STM32 HAL Tutorial: Timer-Triggered ADC Conversion for Precise Sampling
Abstract
Learn how to trigger STM32 ADC conversions using timers for precise periodic sampling. Step-by-step HAL guide for real-time embedded systems.
1. Introduction
Timer-triggered ADC conversions allow:
- Precise sampling intervals
- CPU-free periodic acquisition with DMA
- Critical for: Audio sampling, sensor fusion, and control loops
By the end of this episode, you’ll be able to:
- Configure a timer to trigger ADC
- Collect periodic samples using DMA
- Process data without missing samples
2. Prerequisites
- STM32 board with ADC and Timers
- STM32CubeIDE installed
- Knowledge of HAL, DMA, ADC and Timers
3. Timer-Triggered ADC Concept
- Timer counts → generates update event → triggers ADC conversion
- DMA moves ADC result to memory automatically
- CPU can process data asynchronously
1. Timer Configuration (The Trigger)
Block: TIMER (e.g., TIMx)
Internal Process: Count Up (The counter is running).

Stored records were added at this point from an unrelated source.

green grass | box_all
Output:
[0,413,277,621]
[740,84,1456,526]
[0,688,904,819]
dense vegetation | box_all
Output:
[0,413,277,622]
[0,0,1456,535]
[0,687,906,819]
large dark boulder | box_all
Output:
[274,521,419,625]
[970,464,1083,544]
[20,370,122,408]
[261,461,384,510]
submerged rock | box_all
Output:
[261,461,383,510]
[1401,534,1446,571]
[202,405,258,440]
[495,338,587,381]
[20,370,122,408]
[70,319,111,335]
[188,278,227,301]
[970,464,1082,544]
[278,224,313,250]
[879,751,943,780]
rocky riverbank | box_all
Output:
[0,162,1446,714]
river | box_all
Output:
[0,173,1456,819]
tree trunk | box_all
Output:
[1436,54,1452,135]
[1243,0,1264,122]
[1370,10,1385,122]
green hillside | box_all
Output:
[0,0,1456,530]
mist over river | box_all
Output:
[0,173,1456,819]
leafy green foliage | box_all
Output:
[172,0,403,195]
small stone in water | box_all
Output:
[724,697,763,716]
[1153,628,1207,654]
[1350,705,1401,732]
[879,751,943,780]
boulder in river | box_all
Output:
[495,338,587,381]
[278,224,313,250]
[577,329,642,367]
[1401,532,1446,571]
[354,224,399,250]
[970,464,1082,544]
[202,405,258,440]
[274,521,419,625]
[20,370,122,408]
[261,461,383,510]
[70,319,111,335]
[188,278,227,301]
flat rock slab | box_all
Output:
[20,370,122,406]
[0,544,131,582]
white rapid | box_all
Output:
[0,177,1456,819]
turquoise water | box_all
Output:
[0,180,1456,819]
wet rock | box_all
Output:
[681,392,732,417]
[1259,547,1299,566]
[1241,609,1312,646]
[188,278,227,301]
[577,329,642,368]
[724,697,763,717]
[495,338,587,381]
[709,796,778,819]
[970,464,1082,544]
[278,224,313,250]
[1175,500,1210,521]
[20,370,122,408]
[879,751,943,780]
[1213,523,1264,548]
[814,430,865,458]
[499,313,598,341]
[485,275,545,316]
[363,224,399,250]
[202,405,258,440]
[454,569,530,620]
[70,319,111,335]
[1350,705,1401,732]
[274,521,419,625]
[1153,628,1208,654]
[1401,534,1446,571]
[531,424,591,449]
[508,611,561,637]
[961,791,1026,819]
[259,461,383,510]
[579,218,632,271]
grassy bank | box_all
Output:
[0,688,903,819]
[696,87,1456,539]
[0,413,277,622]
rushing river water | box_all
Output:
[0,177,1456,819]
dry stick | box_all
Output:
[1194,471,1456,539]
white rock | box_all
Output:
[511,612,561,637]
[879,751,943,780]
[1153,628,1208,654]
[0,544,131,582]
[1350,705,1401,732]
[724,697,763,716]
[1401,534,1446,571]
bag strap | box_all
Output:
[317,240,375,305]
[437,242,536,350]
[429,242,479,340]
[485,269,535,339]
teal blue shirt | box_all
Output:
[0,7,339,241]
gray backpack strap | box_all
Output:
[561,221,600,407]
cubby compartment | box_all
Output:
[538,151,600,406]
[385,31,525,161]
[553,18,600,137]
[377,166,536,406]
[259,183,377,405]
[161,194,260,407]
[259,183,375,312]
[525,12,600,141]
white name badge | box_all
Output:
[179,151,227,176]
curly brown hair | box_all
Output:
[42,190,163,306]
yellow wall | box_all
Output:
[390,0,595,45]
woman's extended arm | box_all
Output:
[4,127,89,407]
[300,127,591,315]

Action Output: Update Event (UEV)
Connection: Draw an arrow from the TIMER (Update Event) to the ADC (External Trigger Input).
Label on Arrow:
Triggers Conversion
2. ADC Operation (The Conversion)
Block: ADC (Analog-to-Digital Converter)
Internal Process 1 (Input): Analog Input Channel (Shows the physical pin receiving the analog voltage).
Internal Process 2 (Trigger): The Update Event is received, starting the conversion.
Action Output: End of Conversion (EOC) / Conversion Result
Connection 1: Draw an arrow from the ADC (Conversion Result) to the DMA Controller.
Label on Arrow:
Data Ready
Connection 2 (Optional but good for clarity): Draw a line from the ADC (EOC/EOC Interrupt) to the CPU.
Label on Arrow:
ADC Interrupt (Optional)(The DMA is doing the main work, but the ADC can still signal the CPU).
3. Data Transfer and Storage (The DMA)
Block: DMA Controller (Direct Memory Access)
Internal Process: Data Request Received from ADC.
Action: Moves the data without CPU intervention.
Block: SRAM / System Memory
Internal Process: Contains the ADC Result Buffer.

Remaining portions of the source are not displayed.